Tout va basculer dans la nuit du 26 au 27 août 1942. Ils se rebellent et éliminent leur encadrement allemand. Ce sont ainsi presque 500 Ukrainiens, en uniforme allemand, qui passent du côté de la Force Française de l’Intérieur (FFI), avec mitraillettes, fusils, mitrailleuses, munitions, canons et plus de 70 chevaux !
Sous les ordres du colonel Lagarde et plus tard du colonel Victor Petit, ils participeront à la libération de Pontarlier, de villages du haut Doubs, profitant à chaque fois de l’effet de surprise du fait de leur uniforme identique à celui de la force d’occupation.

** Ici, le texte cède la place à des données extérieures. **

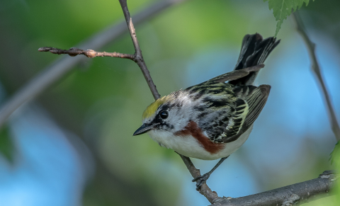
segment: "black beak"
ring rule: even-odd
[[[154,125],[150,125],[143,124],[142,126],[140,126],[140,128],[137,129],[137,130],[136,130],[136,132],[135,132],[135,133],[133,133],[133,136],[144,134],[144,133],[152,130],[154,128]]]

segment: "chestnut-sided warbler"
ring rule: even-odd
[[[193,181],[199,189],[248,139],[271,90],[269,85],[251,84],[279,42],[258,33],[245,35],[233,71],[156,100],[144,111],[143,125],[133,135],[147,132],[160,146],[188,157],[221,159]]]

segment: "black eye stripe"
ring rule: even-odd
[[[162,118],[163,120],[165,120],[168,118],[169,113],[167,111],[162,111],[159,113],[159,117]]]

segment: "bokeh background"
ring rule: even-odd
[[[132,15],[156,1],[129,0]],[[340,1],[300,15],[340,120]],[[118,1],[0,1],[0,101],[68,49],[123,21]],[[272,36],[262,0],[191,0],[137,27],[161,95],[231,71],[243,36]],[[272,86],[249,140],[211,176],[220,196],[239,197],[317,178],[334,168],[336,140],[306,47],[288,18],[257,84]],[[81,48],[91,49],[91,48]],[[101,50],[133,53],[128,34]],[[72,58],[72,57],[69,57]],[[0,205],[208,205],[179,156],[147,135],[132,137],[152,96],[132,61],[89,59],[13,113],[0,132]],[[201,172],[216,161],[193,160]],[[336,203],[337,202],[337,203]],[[305,205],[339,205],[336,196]]]

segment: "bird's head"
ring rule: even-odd
[[[181,91],[157,99],[144,111],[143,125],[134,136],[148,132],[170,132],[183,130],[192,118],[192,101]]]

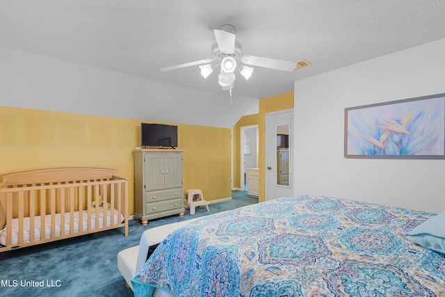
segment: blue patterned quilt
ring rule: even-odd
[[[444,296],[444,255],[404,235],[432,215],[309,195],[216,214],[159,244],[135,296]]]

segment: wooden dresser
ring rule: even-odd
[[[184,151],[134,150],[135,218],[148,220],[179,214],[184,207]]]

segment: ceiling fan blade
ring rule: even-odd
[[[235,34],[224,30],[213,30],[218,47],[223,54],[232,54],[235,51]]]
[[[298,67],[297,62],[257,57],[255,56],[243,56],[240,60],[244,64],[287,71],[288,72],[291,72]]]
[[[186,67],[195,66],[197,65],[201,65],[201,64],[206,64],[208,63],[211,63],[213,61],[215,61],[215,59],[209,58],[207,59],[196,61],[195,62],[185,63],[184,64],[176,65],[175,66],[165,67],[163,68],[161,68],[159,71],[175,70],[177,69],[185,68]]]

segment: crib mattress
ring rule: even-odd
[[[82,230],[86,231],[88,228],[88,212],[87,211],[82,211]],[[76,233],[79,232],[79,211],[74,212],[74,232],[70,230],[70,213],[65,213],[64,215],[64,227],[65,227],[65,234],[72,234]],[[122,215],[119,215],[119,212],[116,210],[113,210],[113,214],[112,214],[111,210],[106,211],[106,224],[105,226],[110,226],[111,222],[111,216],[114,216],[113,219],[113,225],[118,225],[124,221],[124,217]],[[119,217],[120,216],[120,218]],[[34,217],[34,239],[35,241],[40,240],[40,216],[36,216]],[[60,224],[60,214],[56,214],[55,215],[55,220],[56,220],[56,234],[55,236],[57,237],[60,236],[60,230],[62,228]],[[91,214],[91,229],[96,229],[96,214]],[[49,239],[51,238],[51,215],[48,214],[45,216],[45,227],[44,227],[44,238]],[[30,218],[24,218],[23,219],[24,224],[24,243],[29,243],[30,239]],[[18,244],[19,243],[19,220],[18,218],[13,219],[13,245]],[[99,213],[99,227],[97,228],[102,228],[104,227],[104,212],[101,211]],[[6,225],[5,227],[0,230],[0,244],[2,246],[6,246],[6,229],[8,227],[8,225]]]

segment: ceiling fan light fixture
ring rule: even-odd
[[[211,64],[200,65],[200,68],[201,69],[201,75],[205,79],[213,72],[215,66]]]
[[[221,69],[227,73],[233,72],[236,67],[236,61],[233,57],[225,57],[221,61]]]
[[[238,68],[238,70],[239,70],[239,73],[241,73],[241,75],[244,77],[246,81],[249,79],[252,76],[252,73],[253,72],[253,69],[254,68],[252,67],[245,66],[245,65],[240,66]]]
[[[227,87],[235,81],[235,74],[234,72],[221,72],[218,76],[218,82],[222,87]]]

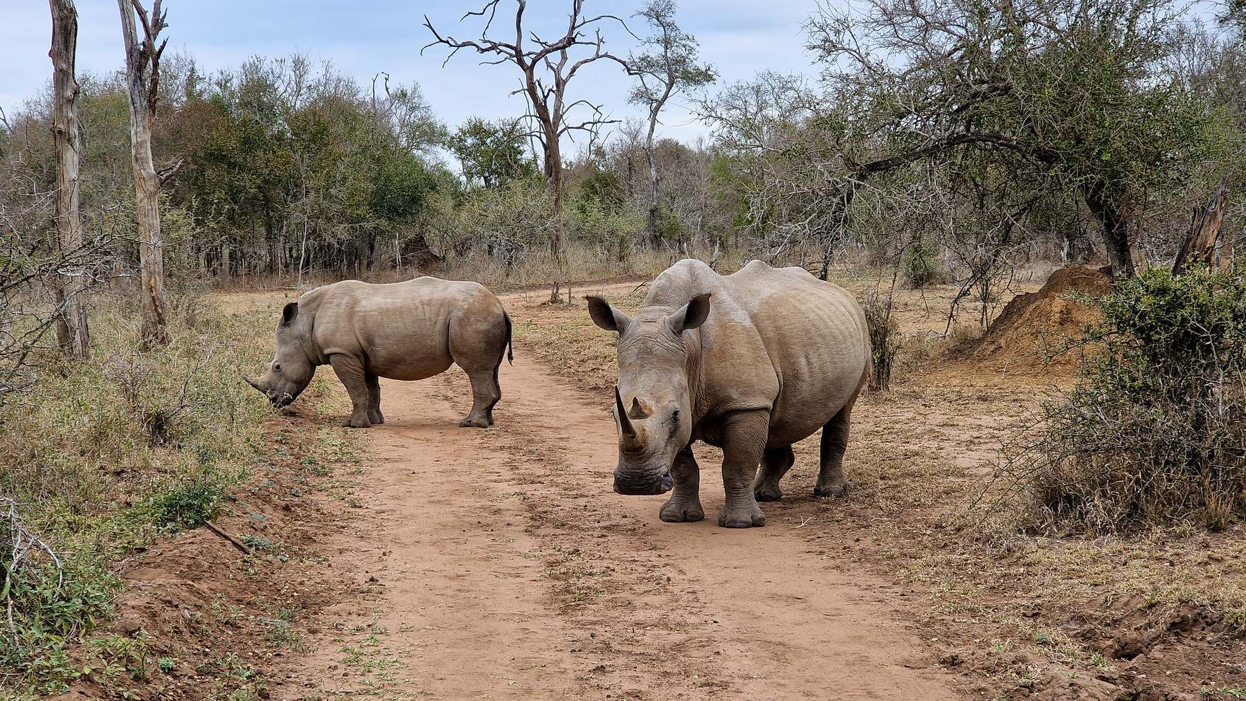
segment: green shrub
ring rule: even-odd
[[[1033,520],[1104,533],[1246,515],[1244,271],[1151,269],[1096,303],[1099,351],[1002,468]]]
[[[88,672],[70,655],[112,615],[110,565],[211,518],[244,476],[235,466],[264,446],[270,410],[238,372],[272,354],[270,325],[189,296],[171,308],[172,344],[140,352],[131,298],[95,299],[91,359],[49,356],[35,386],[0,407],[0,494],[17,514],[0,501],[0,610],[12,611],[0,623],[0,697],[117,672],[121,657],[97,645]],[[14,562],[17,528],[56,557],[32,548]]]
[[[905,252],[902,263],[905,279],[915,289],[947,281],[947,270],[939,263],[938,253],[923,240],[915,242]]]
[[[157,525],[176,529],[198,528],[212,520],[223,498],[224,487],[221,482],[199,477],[153,496],[148,507]]]
[[[877,290],[865,299],[865,320],[870,334],[870,388],[891,388],[891,369],[900,352],[900,325],[891,315],[892,298],[883,300]]]

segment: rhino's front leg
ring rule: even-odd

Sept d’entre eux reposent au cimetière de Vercel (Doubs), d’autres s’engageront ensuite dans la légion étrangère. Orest Bilak, lui, sera blessé en Allemagne un mois avant la fin de la guerre. Il quitte la légion en 1946 et s’établit à Lyon où il retrouve par hasard une amie d’enfance (née en 1925 également). Ils étaient voisins avant la guerre. Elle sera son épouse.

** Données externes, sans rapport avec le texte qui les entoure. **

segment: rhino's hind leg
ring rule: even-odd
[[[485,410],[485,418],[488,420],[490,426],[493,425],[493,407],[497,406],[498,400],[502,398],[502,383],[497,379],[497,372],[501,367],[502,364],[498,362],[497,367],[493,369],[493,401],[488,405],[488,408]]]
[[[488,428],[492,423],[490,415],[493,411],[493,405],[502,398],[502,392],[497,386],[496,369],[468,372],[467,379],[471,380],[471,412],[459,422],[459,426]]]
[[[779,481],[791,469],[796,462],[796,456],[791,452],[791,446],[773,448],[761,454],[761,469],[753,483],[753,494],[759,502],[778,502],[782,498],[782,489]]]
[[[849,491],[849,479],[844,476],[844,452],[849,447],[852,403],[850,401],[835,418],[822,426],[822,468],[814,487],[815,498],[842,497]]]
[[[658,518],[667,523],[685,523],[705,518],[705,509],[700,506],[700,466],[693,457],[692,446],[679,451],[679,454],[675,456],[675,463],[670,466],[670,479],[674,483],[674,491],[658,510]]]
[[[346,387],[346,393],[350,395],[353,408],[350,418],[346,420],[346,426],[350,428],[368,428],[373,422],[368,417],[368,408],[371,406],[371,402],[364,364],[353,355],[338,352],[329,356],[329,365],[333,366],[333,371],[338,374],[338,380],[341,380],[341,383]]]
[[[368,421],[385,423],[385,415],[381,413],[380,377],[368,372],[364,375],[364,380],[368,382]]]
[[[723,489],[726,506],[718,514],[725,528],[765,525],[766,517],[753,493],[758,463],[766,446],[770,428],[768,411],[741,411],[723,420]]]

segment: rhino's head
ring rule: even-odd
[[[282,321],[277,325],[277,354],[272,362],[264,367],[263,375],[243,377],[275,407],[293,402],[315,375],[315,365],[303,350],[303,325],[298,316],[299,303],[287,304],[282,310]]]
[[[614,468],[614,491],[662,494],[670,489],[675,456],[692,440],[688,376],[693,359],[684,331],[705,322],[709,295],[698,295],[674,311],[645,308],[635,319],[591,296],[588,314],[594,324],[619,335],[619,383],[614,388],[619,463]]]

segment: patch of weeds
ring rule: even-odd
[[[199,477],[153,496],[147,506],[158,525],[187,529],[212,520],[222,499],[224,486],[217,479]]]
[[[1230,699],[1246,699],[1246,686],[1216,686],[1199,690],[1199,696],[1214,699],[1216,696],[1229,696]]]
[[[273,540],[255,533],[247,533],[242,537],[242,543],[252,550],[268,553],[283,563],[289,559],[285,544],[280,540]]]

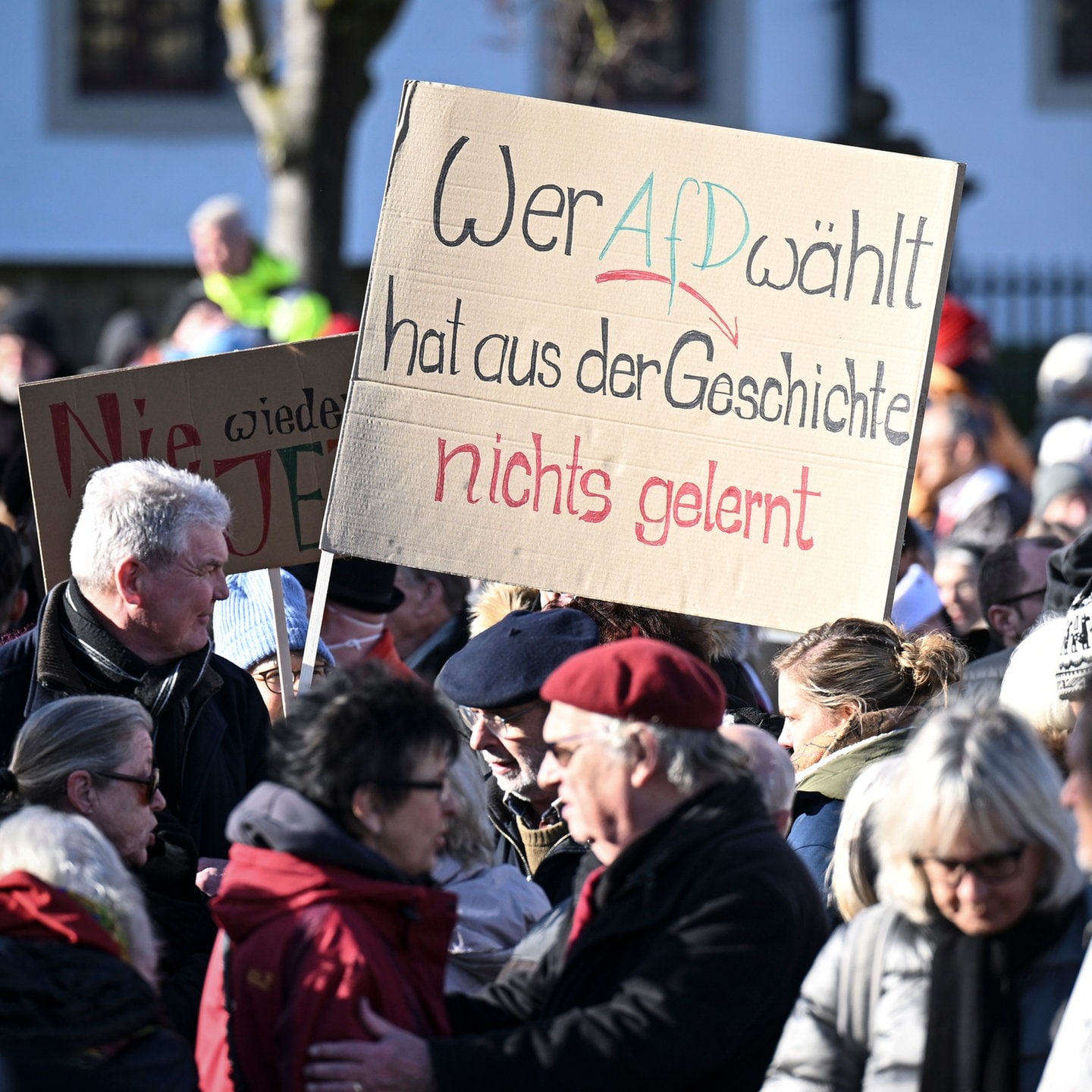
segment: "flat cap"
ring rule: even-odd
[[[330,567],[327,598],[367,614],[390,614],[405,598],[394,586],[397,566],[363,557],[337,557]],[[309,591],[318,583],[319,563],[294,565],[288,571]]]
[[[598,641],[598,627],[582,610],[513,610],[456,652],[436,686],[459,705],[519,705],[538,697],[550,672]]]
[[[715,732],[724,720],[724,686],[697,656],[674,644],[631,637],[566,661],[545,681],[546,701],[624,721]]]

Il devient tailleur coupeur et en 1954, s’installe avec sa femme à Vaux-en-Bugey. Il aura l’occasion de faire les costumes des pompiers vauxois dans les années 70. Cet endroit, la vallée, les montagnes leur rappellent un peu les Carpates d’où ils sont originaires.
Orest Bilak a été honoré de nombreuses fois pour ses actes : il est ainsi chevalier de la légion d’honneur, il a reçu la médaille de reconnaissance de la Nation, la croix de guerre avec palme, la croix du Combattant. Soucieux de perpétuer le devoir de mémoire, il a écrit ses souvenirs qui devraient bientôt paraître sur internet.